Rome grasped the hilt of his sword and felt power flowing through him. Then he felt as if he had fallen into a kind of grim ecstasy; he knew exactly what was to be done and he saw that the other men had the same look in their eyes as did the sword-hurler. He found a stooped half-man scuttling along the deck; he brought his boot down heavily upon its neck and plunged his blade deep into the cancerous hide. Rome sensed a maniacal grin distorting his face.

Then he enjoyed killing the half-men; he liked shoving his sword deep into their corrupted bodies; the soft squishing crunch as a mace pushed a lizard head into an insect body became an almost musical sound. Cut, slash, rip, tear their bodies to pieces, mates! See the flow of the rich blood, how beautiful its color, how rich its feel and lovely its taste. Death to the bastards, mates, death to them all so that the Ship may live.

Rome kept on swinging his ragged sword until a man tapped him on the shoulder. "You can stop now, sir." Completely drained, Rome fell heavily to the beslimed deck. He tried to retch again, but all that came up was a little green bile.

The gray haired man was nowhere to be seen. Who had he been, then? Rome was later told that the Caroline, in its infinite wisdom, had seen fit to send men versed in certain rare arts along with the expedition. The man had been the ghost of Miolnor IV, raised from the dead to once again defeat the Vale's ghastly hordes. True enough, thought Rome, for in this land all the preconceptions one had about what should, or should not be, must be discarded. Miolnor IV! And indeed it must have been he, for had not Rome seen with his own eyes the ancient crest of the great house of Mourne on the spirit's sword hilt?

* * *

The Government made a great play of the expedition. Although the initial mission of reaching the Yards had been a failure, they had defeated a great and ominous force that would have threatened future travelers. No official mention was made of Miolnor; the immortal grapevine took care of that. The man in golden mail was soon interpreted not as being a lowly ghost, but a truly divine power—the Caroline had God on her side.
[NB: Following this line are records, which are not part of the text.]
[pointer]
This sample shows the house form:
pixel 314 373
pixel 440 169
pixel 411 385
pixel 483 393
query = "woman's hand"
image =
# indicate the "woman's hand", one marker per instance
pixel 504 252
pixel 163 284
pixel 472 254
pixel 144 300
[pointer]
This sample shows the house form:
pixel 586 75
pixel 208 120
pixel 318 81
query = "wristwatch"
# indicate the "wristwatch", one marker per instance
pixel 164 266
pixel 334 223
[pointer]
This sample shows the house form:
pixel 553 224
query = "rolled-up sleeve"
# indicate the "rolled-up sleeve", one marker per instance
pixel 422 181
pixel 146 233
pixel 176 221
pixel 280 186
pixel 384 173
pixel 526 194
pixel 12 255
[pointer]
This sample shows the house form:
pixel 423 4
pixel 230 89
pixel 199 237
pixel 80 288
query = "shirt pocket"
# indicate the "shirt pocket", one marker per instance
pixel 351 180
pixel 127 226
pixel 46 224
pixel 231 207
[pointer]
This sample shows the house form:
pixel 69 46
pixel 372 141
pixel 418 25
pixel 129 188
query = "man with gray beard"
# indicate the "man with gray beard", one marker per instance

All mutant strength, as later expeditions were to discover, had been wiped out along with the dark beings who had stood upon the rafts. The Vale was still a hell, but at least it was one devoid of devils.

A huge pylon of polished steel and iron was erected on the south shore of bloody Ford, amid the battle wreckage. At the bottom of the tower were inscribed over five hundred names of those who had fallen; admittedly, some of the names were changed to provide a glorious death for the bounder sons of some of the better families, or a cover story for certain political undesirables who had vanished from their homes late at night, but on the whole, those who fulfilled Toriman's scheme were given full honors.